In 2013, O’Neill published another book, Calling New Delhi for Free, (Peace Corps Writers Books). It’s a collection of brief, mostly humorous essays, a fun project: she convinced folks to write bad blurbs for the back cover (Shout-out to Jane Borden, Dave Barry, Agent Supreme Nat Sobel, and Siri), and hired her son Kramer, a street photographer living in Paris, to design the book and shoot the cover art, which is to die for. It is also in paperback or on Kindle.

Much of this book came from a blog she once maintained on the Peace Corps Writers site. She, her husband Paul, and Kym—then 2 years old—volunteered with the Peace Corps Family Program in Venezuela from 1973 to 1974, when the country was South America’s longest-standing continuous democracy.

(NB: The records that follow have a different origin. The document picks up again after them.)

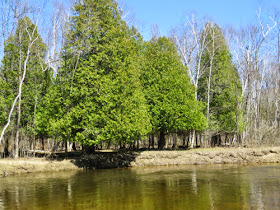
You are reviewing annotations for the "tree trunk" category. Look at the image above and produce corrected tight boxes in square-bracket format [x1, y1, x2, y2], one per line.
[190, 131, 195, 149]
[149, 134, 155, 149]
[14, 84, 21, 158]
[158, 130, 165, 150]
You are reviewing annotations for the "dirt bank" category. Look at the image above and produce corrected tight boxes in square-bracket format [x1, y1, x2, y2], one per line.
[0, 158, 81, 177]
[131, 147, 280, 167]
[0, 147, 280, 176]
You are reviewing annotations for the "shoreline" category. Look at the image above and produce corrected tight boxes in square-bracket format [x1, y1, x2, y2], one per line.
[0, 147, 280, 177]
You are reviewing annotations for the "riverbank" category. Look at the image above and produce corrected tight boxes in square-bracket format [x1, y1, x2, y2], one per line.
[0, 147, 280, 176]
[0, 158, 82, 177]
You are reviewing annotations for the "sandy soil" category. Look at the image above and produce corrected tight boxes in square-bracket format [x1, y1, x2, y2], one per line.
[0, 158, 80, 177]
[131, 147, 280, 167]
[0, 147, 280, 177]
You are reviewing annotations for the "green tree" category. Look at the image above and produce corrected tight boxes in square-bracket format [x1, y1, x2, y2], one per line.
[198, 23, 241, 135]
[141, 37, 205, 149]
[53, 0, 150, 148]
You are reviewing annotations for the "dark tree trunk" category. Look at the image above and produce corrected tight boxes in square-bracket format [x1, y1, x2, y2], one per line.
[158, 130, 165, 150]
[149, 134, 155, 149]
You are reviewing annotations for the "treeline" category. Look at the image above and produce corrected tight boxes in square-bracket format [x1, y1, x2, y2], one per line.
[0, 0, 280, 158]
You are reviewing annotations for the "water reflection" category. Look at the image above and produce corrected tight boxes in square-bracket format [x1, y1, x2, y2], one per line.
[0, 165, 280, 209]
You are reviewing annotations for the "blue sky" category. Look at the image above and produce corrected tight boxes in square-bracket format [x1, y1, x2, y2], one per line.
[118, 0, 280, 39]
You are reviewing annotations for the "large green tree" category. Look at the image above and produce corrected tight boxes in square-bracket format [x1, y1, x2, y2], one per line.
[141, 37, 205, 149]
[52, 0, 150, 148]
[198, 23, 241, 135]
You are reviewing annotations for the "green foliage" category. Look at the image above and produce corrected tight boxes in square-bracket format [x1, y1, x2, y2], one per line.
[198, 24, 241, 132]
[141, 37, 205, 133]
[52, 0, 150, 145]
[0, 17, 51, 135]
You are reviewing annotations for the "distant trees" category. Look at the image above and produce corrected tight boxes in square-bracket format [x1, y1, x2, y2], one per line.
[46, 0, 150, 149]
[1, 17, 51, 157]
[141, 37, 205, 149]
[198, 23, 241, 144]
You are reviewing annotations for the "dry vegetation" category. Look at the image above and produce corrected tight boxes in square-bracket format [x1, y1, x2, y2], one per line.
[0, 147, 280, 177]
[0, 158, 79, 176]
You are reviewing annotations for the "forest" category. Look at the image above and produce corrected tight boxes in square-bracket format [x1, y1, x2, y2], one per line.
[0, 0, 280, 158]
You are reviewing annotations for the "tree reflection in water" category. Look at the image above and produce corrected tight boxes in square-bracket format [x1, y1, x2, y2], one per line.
[0, 164, 280, 209]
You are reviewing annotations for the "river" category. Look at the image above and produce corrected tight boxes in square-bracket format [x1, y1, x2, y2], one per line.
[0, 164, 280, 210]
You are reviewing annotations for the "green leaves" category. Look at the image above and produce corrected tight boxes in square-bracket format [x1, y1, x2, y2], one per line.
[50, 0, 150, 145]
[141, 37, 205, 132]
[198, 24, 241, 132]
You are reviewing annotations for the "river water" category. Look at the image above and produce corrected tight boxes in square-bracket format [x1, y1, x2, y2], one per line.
[0, 164, 280, 210]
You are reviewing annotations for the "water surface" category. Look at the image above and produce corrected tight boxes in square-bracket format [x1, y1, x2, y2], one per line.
[0, 164, 280, 210]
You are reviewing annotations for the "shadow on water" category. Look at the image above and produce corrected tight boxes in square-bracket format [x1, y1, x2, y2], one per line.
[48, 151, 140, 169]
[0, 163, 280, 209]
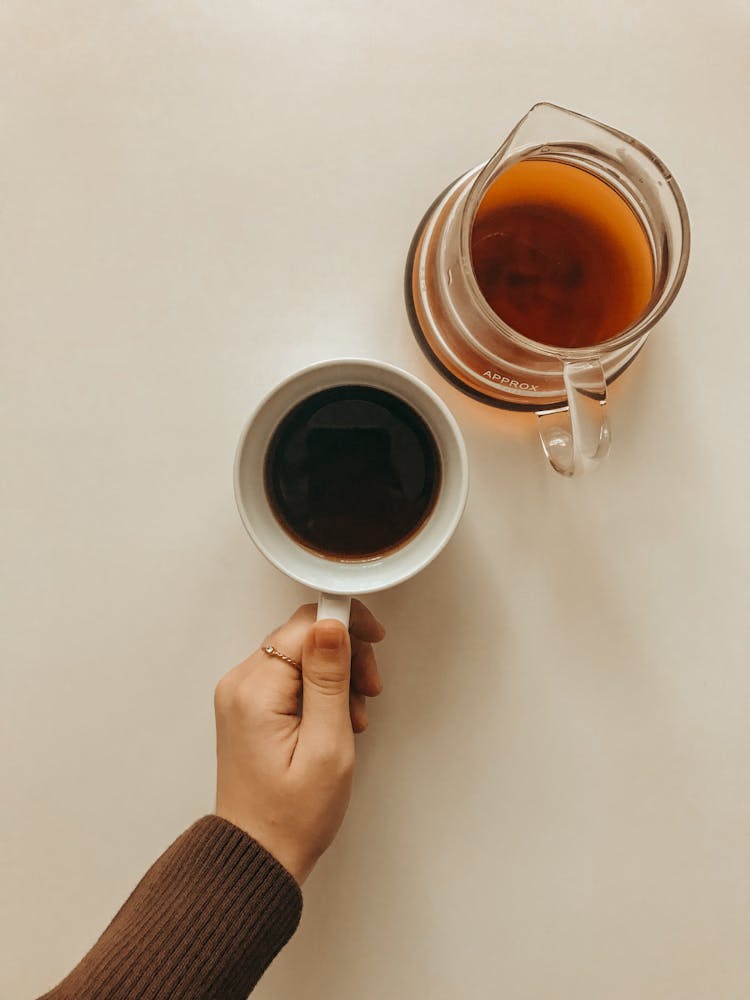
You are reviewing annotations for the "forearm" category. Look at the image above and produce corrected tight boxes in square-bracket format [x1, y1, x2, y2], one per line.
[41, 816, 302, 1000]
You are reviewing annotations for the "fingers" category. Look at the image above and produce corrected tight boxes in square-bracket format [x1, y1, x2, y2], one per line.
[300, 618, 351, 740]
[352, 640, 383, 698]
[349, 597, 385, 642]
[268, 598, 385, 660]
[349, 691, 367, 733]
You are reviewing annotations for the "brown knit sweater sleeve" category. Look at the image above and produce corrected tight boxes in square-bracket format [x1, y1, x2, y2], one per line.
[41, 816, 302, 1000]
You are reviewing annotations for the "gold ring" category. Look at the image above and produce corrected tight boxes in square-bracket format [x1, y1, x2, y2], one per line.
[261, 643, 302, 670]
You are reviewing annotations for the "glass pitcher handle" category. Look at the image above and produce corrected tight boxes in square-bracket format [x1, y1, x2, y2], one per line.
[537, 360, 611, 476]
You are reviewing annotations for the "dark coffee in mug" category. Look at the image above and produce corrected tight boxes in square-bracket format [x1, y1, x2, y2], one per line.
[264, 385, 442, 559]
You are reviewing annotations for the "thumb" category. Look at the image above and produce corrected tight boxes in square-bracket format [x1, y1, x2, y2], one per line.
[302, 618, 351, 729]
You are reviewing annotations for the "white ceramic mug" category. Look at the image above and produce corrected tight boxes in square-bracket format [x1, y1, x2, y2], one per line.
[234, 358, 469, 625]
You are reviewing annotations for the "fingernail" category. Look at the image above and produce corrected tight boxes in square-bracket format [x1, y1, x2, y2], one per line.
[315, 622, 344, 652]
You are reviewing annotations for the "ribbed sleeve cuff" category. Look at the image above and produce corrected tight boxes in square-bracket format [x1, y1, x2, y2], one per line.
[41, 816, 302, 1000]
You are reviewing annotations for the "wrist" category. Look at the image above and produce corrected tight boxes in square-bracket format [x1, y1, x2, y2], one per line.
[216, 806, 317, 886]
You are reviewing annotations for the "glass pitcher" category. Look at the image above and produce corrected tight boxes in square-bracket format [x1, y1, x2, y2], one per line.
[406, 103, 690, 476]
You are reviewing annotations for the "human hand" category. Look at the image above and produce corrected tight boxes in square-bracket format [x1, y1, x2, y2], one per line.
[214, 600, 385, 885]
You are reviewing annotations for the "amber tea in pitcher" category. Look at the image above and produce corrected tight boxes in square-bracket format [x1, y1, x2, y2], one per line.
[405, 103, 690, 476]
[471, 159, 654, 347]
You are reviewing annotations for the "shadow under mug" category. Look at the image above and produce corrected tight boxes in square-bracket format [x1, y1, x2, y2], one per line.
[412, 103, 690, 476]
[234, 358, 469, 625]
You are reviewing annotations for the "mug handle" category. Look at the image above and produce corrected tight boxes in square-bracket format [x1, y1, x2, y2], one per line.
[537, 358, 612, 476]
[317, 593, 352, 628]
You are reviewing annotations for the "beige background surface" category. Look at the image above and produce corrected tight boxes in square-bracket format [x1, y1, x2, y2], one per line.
[0, 0, 750, 1000]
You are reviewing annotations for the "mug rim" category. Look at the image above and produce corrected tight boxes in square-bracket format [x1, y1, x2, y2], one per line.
[233, 357, 469, 595]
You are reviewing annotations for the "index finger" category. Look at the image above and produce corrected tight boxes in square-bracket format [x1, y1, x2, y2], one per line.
[284, 597, 385, 644]
[349, 597, 385, 642]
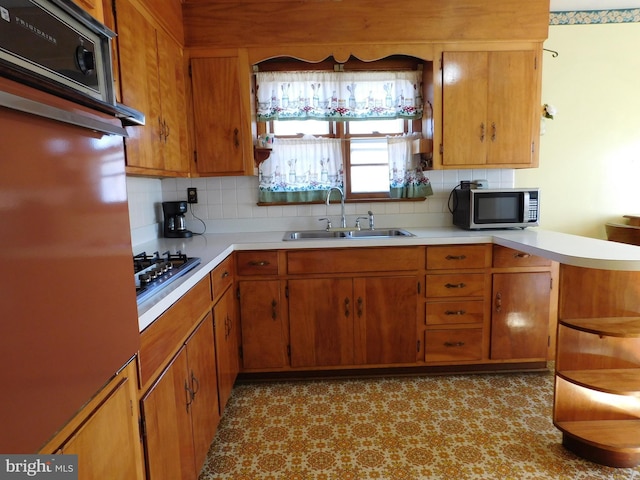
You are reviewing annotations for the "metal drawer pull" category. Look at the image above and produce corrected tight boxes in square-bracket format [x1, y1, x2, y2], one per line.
[494, 292, 502, 312]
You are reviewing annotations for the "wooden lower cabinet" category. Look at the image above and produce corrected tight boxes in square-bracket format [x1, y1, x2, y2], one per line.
[53, 361, 143, 480]
[141, 314, 220, 480]
[213, 288, 240, 415]
[490, 272, 551, 360]
[288, 275, 420, 367]
[238, 280, 289, 370]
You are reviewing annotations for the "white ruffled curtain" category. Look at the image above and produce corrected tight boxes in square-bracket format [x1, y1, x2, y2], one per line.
[258, 133, 433, 203]
[259, 135, 344, 203]
[256, 71, 423, 121]
[387, 133, 433, 198]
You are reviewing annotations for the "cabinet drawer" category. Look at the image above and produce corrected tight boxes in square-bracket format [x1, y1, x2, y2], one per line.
[493, 245, 551, 268]
[427, 300, 484, 325]
[211, 255, 233, 299]
[425, 328, 482, 362]
[236, 250, 278, 275]
[427, 244, 491, 270]
[139, 276, 211, 385]
[427, 273, 486, 298]
[287, 247, 422, 275]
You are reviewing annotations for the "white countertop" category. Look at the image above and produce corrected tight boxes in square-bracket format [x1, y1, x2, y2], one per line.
[134, 227, 640, 331]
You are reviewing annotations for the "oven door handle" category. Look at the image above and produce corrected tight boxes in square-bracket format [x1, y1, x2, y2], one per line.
[0, 92, 129, 137]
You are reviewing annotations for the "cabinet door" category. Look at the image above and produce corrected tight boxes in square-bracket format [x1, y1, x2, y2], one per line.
[191, 57, 249, 175]
[354, 276, 418, 365]
[288, 278, 354, 367]
[141, 348, 196, 480]
[116, 0, 162, 168]
[187, 313, 220, 478]
[238, 280, 287, 369]
[486, 50, 540, 165]
[213, 288, 240, 415]
[157, 31, 189, 173]
[442, 52, 488, 166]
[442, 50, 540, 167]
[61, 378, 142, 480]
[491, 272, 551, 360]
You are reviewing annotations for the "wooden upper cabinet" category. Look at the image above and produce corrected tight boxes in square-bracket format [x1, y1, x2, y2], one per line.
[73, 0, 104, 23]
[441, 50, 540, 168]
[116, 0, 189, 176]
[191, 56, 253, 176]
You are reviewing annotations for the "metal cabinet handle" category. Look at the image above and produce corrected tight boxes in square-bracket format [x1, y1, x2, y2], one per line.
[184, 380, 195, 413]
[249, 260, 271, 267]
[191, 370, 200, 400]
[158, 117, 166, 141]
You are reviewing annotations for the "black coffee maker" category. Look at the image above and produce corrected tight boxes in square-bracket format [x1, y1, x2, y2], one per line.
[162, 201, 193, 238]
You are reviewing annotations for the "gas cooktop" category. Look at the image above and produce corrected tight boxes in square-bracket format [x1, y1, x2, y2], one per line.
[133, 250, 200, 305]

The blog, like the old Venezuela, is now gone, but there are odds and ends of O’Neill’s writing on the organization’s new site that you can access here. You’ll find an article (with a long intro by someone else) about being a “Non-Matrix Spouse,” her job description in Venezuela. And a link that will lead you to a strange short story, Pink. And there’s also a very generous review of Calling New Delhi for Free by Mary-Ann Tirone Smith who, I might add, gives her kudos for NOT using That Word in this particular book.

O’Neill—being an old woman—has done many things in her life. There was the nursing thing: her strangest gig was an old mental hospital on a hill in Northampton, MA. There’s a long essay about it here.

She also worked for a community college in Eastern MA, teaching nursing students how to dole out pills and injections, and give enemas to plastic butts (plastic butts, she would add, that were made in the USA).

She’s done music and storytelling with kids, sang in a Maine cover band in classic venues like high school gyms and the Elks Club, once got fired from a library job, and spent 16 years earning a BA in Journalism/Advertising. She’s reported for weekly newspapers, written humor columns, sat on not-for-profit boards (always the Board Secretary), written entirely too many press releases for whatever organizations her three kids joined, headed the all-volunteer building of a town playground, cleaned up after Hurricane Sandy, and volunteered with Hospice. She has also been a baby-cuddler in a hospital Newborn ICU.

She lives with her husband Paul in Brooklyn, around the corner from Kym, and across the world from Kramer (Paris) and her younger son Kel (Amsterdam). Her kids have given her five amazing grandchildren. She recently retired from the Flash Fiction magazine Vestal Review, where she was co-editor to its creator Mark Budman for 20 years. Maybe someday she’ll publish her novel; meanwhile she writes, edits, and mentors.

And sometimes she publishes a bio in the (That Word) third person.